By Mike Garrison
A Moment with Mike is a weekly opinion column where LiveRC’s Mike Garrison gives his take on hot-button issues, general topics, and conversations within the RC industry. The views and opinions expressed in this article do not necessarily reflect the official policy or position of LiveRC.
The 2018 ROAR Electric 1/8 Off-Road Nationals are in the books, and it was perhaps one of the memorable races I’ve ever participated in. As mentioned in “A Moment With Mike” prior to the event, this was my first ROAR 1/8 Off-Road National event as a participant since 2008, and to say I was nervous was an understatement.
The event started out with my wife and I loading up the truck and making the four-hour roadtrip north. To my surprise, she drove the entire trip and we arrived without a scratch. We had a few close encounters, a few visits to the rumble strips, and were honked at once or twice – but we made it. We arrived at the famous Hobbytown HobbyPlex late Wednesday night where we settled into our hotel and prepared for a full day of practice on Thursday.
Thursday rolled around and it quickly became apparent that this race was going to be low in quantity of drivers, but very high in quality of talent. Thursday’s practice sessions went well, and I was feeling confident going into seeding rounds on Friday morning. As luck would have it, I was seeded into a heat with 5 National Champions (4 of which are also World Champions), and was the only non-paid professional in the race. Have you ever wondered what it would be like to be chased by a shark? Or better yet, 9 sharks all at once? I am fairly certain that seeding with the nation’s top pro drivers provides a very similar feeling of fear and anxiety. Needless to say, I spent a large portion of my seeding practice heat races pulling over and watching my “fast laps” be put to shame.

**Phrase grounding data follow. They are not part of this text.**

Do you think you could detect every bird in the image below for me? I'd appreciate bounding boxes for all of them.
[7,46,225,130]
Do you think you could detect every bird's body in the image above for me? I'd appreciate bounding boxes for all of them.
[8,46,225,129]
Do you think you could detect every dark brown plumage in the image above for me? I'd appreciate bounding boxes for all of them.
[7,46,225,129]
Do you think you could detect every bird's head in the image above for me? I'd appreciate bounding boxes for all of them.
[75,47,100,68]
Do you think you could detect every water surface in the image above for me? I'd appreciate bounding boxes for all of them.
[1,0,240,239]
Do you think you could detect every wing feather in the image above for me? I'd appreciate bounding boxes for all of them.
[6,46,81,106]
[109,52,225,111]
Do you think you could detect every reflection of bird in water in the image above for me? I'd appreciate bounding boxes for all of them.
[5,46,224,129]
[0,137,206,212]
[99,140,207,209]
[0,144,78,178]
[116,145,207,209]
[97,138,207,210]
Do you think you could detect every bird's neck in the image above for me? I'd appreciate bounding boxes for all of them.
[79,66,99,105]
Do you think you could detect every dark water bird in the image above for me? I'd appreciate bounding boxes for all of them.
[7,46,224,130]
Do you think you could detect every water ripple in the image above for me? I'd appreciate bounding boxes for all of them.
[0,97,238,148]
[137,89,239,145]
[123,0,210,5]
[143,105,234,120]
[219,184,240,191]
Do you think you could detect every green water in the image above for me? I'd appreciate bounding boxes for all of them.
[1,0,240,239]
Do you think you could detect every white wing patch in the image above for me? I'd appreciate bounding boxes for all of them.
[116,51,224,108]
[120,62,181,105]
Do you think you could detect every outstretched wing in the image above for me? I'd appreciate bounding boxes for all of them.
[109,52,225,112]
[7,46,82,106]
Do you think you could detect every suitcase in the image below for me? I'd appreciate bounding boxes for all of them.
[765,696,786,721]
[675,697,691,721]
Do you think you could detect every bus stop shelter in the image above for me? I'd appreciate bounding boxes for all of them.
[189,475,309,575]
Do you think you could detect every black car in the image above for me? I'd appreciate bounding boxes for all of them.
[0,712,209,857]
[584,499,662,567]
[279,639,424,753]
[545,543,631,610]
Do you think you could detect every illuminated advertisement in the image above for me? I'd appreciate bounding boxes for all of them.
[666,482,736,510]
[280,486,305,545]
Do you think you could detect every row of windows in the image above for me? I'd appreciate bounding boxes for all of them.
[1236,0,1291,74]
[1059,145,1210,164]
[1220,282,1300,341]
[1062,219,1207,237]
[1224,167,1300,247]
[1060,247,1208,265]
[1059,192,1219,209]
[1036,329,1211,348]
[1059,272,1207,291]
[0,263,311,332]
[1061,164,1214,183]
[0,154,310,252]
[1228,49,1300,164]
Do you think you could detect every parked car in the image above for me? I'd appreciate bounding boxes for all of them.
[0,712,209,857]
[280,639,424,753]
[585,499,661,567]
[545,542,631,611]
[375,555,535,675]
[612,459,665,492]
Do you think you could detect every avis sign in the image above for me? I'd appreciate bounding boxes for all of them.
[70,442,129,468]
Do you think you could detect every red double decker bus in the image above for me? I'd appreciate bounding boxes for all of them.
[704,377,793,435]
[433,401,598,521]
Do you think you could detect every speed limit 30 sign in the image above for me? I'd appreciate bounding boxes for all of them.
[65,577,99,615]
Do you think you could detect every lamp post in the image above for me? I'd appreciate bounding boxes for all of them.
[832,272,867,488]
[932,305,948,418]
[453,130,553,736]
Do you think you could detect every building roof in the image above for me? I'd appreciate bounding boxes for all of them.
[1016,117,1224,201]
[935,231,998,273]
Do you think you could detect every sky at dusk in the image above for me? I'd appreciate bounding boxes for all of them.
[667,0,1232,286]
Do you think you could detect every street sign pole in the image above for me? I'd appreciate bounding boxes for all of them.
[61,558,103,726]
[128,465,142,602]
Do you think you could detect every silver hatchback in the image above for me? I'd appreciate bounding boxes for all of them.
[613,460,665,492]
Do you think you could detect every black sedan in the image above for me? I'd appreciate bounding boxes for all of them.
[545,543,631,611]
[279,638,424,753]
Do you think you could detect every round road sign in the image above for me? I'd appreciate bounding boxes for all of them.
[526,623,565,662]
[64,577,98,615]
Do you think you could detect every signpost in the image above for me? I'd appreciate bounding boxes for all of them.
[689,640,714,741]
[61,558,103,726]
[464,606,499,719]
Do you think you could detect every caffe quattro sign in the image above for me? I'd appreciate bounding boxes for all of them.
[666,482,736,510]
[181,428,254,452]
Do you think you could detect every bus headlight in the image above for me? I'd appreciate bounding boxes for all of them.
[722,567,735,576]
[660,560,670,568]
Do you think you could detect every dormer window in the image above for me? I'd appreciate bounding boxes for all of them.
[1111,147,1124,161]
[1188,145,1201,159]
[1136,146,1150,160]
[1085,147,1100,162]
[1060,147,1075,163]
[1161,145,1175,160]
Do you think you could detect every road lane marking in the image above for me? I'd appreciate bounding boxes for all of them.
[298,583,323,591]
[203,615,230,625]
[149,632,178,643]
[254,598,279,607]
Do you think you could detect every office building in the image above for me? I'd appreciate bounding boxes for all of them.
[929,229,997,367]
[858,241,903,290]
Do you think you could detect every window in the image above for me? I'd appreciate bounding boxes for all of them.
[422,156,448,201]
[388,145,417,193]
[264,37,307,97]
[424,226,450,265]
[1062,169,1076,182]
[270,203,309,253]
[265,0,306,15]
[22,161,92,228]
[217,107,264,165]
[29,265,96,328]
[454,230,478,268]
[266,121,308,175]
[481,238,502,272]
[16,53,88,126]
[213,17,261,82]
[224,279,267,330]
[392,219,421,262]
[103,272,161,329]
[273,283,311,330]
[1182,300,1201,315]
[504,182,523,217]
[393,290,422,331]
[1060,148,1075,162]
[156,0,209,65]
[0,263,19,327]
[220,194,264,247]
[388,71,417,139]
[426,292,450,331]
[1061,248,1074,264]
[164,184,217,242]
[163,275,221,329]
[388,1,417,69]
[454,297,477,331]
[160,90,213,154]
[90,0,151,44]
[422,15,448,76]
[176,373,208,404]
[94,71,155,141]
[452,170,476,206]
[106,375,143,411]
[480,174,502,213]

Qualifying began with a re-sort, and I couldn’t be happier to be back where I belong in the C-Main grouping. As my big race luck continued, in Round 1 of qualifying I failed to tighten a screw in my steering, and DNF’ed on lap one. Keeping the streak alive going into Round 2, I blew a tire off the rim on lap three, but with such a low turnout of racers ROAR decided to extend qualifying to 6 rounds rather than the previously scheduled 4 – meaning I had an extra 4 rounds to redeem myself. Did I succeed at redeeming myself? Absolutely not. I continued my mediocre performance on the track throughout the remaining 4 rounds to squeak my way into the C-Main on Sunday. I practiced multiple battery packs after qualifying Saturday night, made some changes and tweaks to my car, and was feeling good going into Sunday.

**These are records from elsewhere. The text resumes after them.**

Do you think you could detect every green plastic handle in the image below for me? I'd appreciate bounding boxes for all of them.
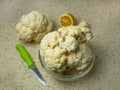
[15,44,35,68]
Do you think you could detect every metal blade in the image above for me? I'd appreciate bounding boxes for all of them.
[29,66,46,86]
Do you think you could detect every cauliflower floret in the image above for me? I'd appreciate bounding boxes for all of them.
[40,21,93,73]
[40,31,60,49]
[40,31,67,72]
[79,21,93,41]
[58,23,92,43]
[60,36,78,52]
[67,43,92,70]
[16,11,53,43]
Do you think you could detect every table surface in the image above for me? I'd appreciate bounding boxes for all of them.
[0,0,120,90]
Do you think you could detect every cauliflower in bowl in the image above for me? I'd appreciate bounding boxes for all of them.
[16,11,53,43]
[40,21,93,73]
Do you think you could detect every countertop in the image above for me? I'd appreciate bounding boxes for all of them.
[0,0,120,90]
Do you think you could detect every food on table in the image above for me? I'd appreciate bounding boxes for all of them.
[40,21,93,73]
[16,11,53,43]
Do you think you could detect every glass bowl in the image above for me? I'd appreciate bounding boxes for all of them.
[38,42,95,81]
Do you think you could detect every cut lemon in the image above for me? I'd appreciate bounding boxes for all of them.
[59,13,76,27]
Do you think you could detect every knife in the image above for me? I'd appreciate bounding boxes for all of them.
[15,44,46,86]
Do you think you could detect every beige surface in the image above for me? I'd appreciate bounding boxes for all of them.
[0,0,120,90]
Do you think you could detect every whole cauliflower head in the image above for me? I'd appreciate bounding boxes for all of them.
[16,11,53,43]
[40,21,93,73]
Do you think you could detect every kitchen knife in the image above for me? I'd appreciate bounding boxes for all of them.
[15,44,46,86]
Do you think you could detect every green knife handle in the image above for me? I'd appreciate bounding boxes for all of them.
[16,44,34,68]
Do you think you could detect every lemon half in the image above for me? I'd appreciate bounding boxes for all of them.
[59,13,76,27]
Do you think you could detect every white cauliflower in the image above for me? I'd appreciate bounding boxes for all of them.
[16,11,53,43]
[40,21,93,73]
[59,36,78,53]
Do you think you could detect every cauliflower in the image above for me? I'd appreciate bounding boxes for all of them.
[40,21,93,73]
[16,11,53,43]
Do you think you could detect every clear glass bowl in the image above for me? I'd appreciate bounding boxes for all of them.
[38,42,95,81]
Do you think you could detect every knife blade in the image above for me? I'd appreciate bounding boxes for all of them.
[15,44,46,86]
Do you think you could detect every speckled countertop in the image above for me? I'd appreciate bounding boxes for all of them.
[0,0,120,90]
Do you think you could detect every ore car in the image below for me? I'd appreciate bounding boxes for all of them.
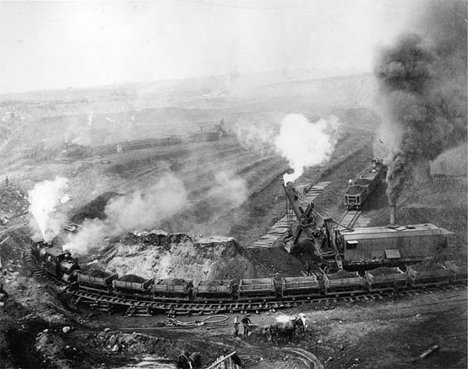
[195,279,234,301]
[153,278,194,300]
[238,278,277,300]
[78,266,118,293]
[323,270,365,295]
[113,274,153,297]
[406,261,450,286]
[443,260,467,282]
[345,158,386,210]
[364,267,407,291]
[281,275,321,298]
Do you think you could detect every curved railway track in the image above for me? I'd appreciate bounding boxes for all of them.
[26,249,467,317]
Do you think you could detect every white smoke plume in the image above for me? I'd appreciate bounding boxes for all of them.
[28,177,69,242]
[275,114,340,183]
[63,173,188,255]
[233,113,282,156]
[206,171,248,209]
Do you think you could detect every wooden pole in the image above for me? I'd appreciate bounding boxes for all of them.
[205,351,237,369]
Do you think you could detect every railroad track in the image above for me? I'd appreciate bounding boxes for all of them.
[26,251,467,316]
[337,210,362,230]
[281,347,324,369]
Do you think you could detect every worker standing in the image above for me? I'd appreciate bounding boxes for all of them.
[0,284,8,313]
[241,314,252,336]
[304,261,311,276]
[233,315,239,336]
[392,282,399,302]
[5,176,8,187]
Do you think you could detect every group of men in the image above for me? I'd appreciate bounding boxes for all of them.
[233,314,252,337]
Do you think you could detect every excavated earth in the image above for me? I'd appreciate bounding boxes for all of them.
[0,93,466,368]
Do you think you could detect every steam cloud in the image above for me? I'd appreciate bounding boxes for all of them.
[276,114,340,182]
[63,173,188,255]
[234,113,340,183]
[206,171,248,209]
[375,0,467,205]
[28,177,69,242]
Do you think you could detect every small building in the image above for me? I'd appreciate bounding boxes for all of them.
[339,224,456,266]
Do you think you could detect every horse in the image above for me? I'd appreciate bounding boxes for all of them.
[268,316,304,344]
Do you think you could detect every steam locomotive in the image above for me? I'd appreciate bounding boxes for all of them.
[344,158,387,210]
[31,241,463,304]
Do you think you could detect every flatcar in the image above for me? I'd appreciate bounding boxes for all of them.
[345,158,386,210]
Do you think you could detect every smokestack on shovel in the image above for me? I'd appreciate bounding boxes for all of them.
[389,205,396,225]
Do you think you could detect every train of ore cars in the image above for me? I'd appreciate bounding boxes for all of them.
[31,240,465,303]
[29,158,466,307]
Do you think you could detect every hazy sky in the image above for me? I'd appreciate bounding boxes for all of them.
[0,0,420,93]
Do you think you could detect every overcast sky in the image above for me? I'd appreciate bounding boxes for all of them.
[0,0,421,93]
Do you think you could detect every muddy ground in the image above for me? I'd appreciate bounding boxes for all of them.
[0,85,466,368]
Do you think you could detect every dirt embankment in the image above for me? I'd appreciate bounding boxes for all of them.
[98,231,256,283]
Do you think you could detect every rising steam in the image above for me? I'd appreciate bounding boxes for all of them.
[234,113,340,183]
[375,0,467,205]
[276,114,340,182]
[28,177,69,242]
[63,173,188,255]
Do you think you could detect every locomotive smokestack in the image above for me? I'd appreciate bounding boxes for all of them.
[390,205,396,225]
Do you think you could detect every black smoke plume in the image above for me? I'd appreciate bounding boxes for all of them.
[375,0,467,206]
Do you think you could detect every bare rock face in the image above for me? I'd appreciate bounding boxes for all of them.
[102,230,255,283]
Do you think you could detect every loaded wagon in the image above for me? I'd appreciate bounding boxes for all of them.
[323,270,365,295]
[443,261,467,282]
[153,278,194,300]
[113,275,153,296]
[195,279,234,301]
[281,275,321,298]
[406,261,450,286]
[365,267,407,291]
[238,278,276,300]
[78,268,118,292]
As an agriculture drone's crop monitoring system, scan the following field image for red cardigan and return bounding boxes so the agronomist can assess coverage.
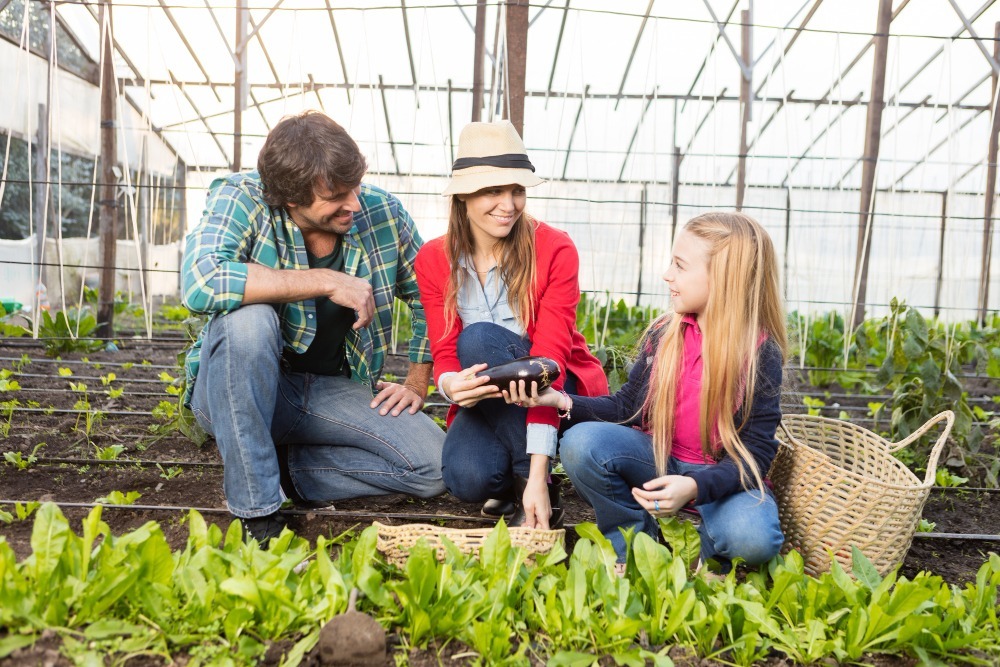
[414,220,609,428]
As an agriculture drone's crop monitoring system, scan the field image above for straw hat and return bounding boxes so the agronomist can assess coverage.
[442,121,545,196]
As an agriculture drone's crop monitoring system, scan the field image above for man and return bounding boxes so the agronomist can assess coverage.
[181,111,445,544]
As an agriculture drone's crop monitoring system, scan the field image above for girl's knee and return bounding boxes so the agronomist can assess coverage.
[712,522,784,566]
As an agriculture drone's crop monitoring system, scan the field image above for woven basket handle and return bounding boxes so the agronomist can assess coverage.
[887,410,954,485]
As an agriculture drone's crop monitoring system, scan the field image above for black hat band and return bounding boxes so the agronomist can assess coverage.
[452,153,535,172]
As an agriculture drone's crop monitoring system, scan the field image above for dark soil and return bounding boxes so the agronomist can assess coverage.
[1,339,998,666]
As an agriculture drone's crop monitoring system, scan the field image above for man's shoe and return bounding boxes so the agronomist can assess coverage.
[240,512,287,548]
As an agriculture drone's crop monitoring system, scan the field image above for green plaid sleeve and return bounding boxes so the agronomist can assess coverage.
[181,178,260,314]
[394,204,432,364]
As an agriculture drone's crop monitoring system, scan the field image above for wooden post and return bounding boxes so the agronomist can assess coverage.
[670,146,681,242]
[503,0,528,135]
[233,0,248,172]
[636,184,647,307]
[935,191,947,318]
[784,187,792,301]
[978,22,1000,324]
[472,0,486,122]
[850,0,892,330]
[97,0,118,339]
[33,103,48,305]
[736,8,752,210]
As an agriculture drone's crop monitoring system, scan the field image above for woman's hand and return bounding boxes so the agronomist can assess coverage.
[520,475,551,530]
[502,379,565,410]
[440,363,501,407]
[632,475,698,517]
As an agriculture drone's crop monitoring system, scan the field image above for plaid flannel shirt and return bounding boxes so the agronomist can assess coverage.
[180,171,431,406]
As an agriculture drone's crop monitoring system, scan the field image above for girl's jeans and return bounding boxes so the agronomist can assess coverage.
[561,421,783,568]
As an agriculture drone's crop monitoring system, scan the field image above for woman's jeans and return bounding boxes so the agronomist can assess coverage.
[561,421,784,568]
[443,322,576,502]
[190,304,446,518]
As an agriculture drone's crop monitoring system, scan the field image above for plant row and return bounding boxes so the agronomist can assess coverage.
[1,503,999,666]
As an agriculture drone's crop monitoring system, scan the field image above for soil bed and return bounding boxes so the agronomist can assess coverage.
[1,339,998,665]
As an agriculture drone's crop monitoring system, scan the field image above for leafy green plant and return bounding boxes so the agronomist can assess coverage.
[0,502,39,524]
[0,399,18,437]
[93,444,125,461]
[156,463,183,480]
[158,303,191,322]
[32,308,104,356]
[94,490,141,505]
[916,518,936,532]
[57,367,73,377]
[0,378,20,392]
[3,442,44,470]
[935,469,969,488]
[802,395,825,417]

Sunday morning the alarm clock went off, and I woke up almost on time (which is quite an accomplishment for me). I rolled into the track, jammed out to some beats, and was ready to try and bump my way up. The tone sounded and I made from 10th on the grid to 4th after avoiding a massive pile-up in the second corner. Things were looking good. So good I decided to throw down my best Bubba Scrub whip on the big triple. Sweet whip, but it caused me to come up short, get smashed by oncoming cars, and moved my motor – ending my run and any chance at bumping up after only 1 lap.

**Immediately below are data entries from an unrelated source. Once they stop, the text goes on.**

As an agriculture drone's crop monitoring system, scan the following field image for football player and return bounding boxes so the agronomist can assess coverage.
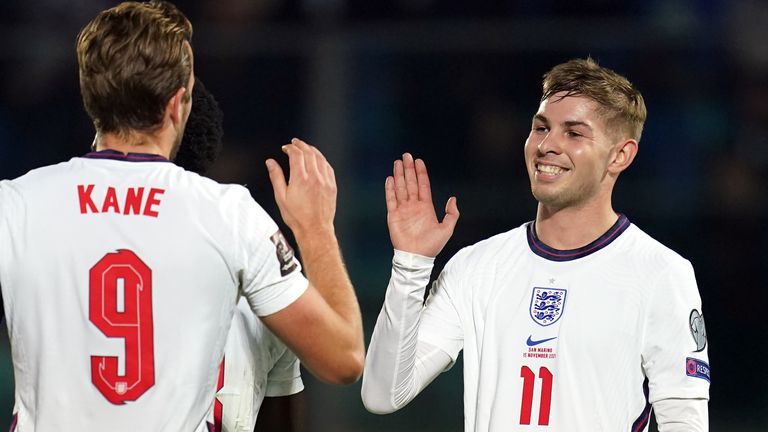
[362,58,709,431]
[0,2,363,430]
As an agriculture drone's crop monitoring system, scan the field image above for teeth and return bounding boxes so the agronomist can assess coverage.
[537,164,564,175]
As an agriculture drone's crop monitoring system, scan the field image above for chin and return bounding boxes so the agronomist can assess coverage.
[533,183,599,210]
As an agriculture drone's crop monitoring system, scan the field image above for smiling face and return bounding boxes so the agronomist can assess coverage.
[524,92,619,210]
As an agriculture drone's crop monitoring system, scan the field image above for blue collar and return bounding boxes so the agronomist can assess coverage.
[82,149,171,163]
[527,214,631,261]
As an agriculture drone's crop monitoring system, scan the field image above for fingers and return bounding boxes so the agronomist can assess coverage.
[293,138,322,179]
[393,159,408,203]
[282,142,307,183]
[402,153,419,200]
[441,196,460,232]
[290,138,337,187]
[384,176,397,212]
[414,158,432,202]
[265,158,287,205]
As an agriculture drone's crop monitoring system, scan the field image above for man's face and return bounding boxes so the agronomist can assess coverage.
[523,92,617,210]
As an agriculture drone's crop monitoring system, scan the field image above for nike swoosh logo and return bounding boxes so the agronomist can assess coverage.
[526,335,557,346]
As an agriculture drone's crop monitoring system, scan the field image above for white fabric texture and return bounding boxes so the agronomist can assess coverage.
[0,155,307,431]
[654,398,708,432]
[215,298,303,432]
[362,250,452,414]
[363,220,709,431]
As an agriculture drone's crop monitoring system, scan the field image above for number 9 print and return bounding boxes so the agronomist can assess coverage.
[89,249,155,404]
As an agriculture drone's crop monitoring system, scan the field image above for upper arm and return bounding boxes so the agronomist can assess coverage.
[417,260,465,362]
[653,398,708,432]
[641,259,710,403]
[232,189,308,316]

Sounds like a real swell trip doesn’t it? Actually, it was! On the track I drove like a squid, was a total embarrassment, and quite frankly didn’t belong – BUT off the track I don’t know that I have ever enjoyed a ROAR National as much as I did this past weekend.
First, I got to watch my wife Britani start off main day with an epic on-track battle with Marilyn Roney (the only two female racers to enter the event). The two of them drove amazing, put on a spectacular show, and we’re smiling, laughing, and high-fiving off the drivers stand. It was great to see both at the event, enjoying racing, and end their weekend with such a great race.
Second, I was paged by ROAR to report to the track area from the pits at the request of my wife. I could only assume I was in trouble. To my surprise, I was awarded the win in the 1/8 Buggy Concours Contest. I have never won, let alone enter a Concours, and it definitely caught me by surprise! Thank you to those who voted, and Britani for stealing my car to enter it into the contest for me.
Third, I witnessed my good friend Joe Bornhorst clinch his first National Championship title by winning 4wd SCT – which is also Tekno RC’s first National Championship title as well. Joe has a similar background in motocross to my own, as his two-wheel racing career ended due to injury which led him to racing R/C cars. Although I would never tell him, his dedication and success in R/C is something that I really admire.
Last but not least, while the racing on the track was all serious business, the fun level off the track was at an all-time high. It didn’t matter whether it was simply laughing hysterically telling jokes and stories, recruiting college football star Clayton Wittmayer to tighten Tyler Hooks wheel nuts, stacking up my never-ending pile of unsweet iced tea cups, or smashing our face into the dashboard on the way to dinner with Britani driving – we were having fun. Normally after a long weekend of racing, let alone a National, I am ready for a break from R/C, but the pure fun that we had this weekend has me anxious to do it all over again very soon.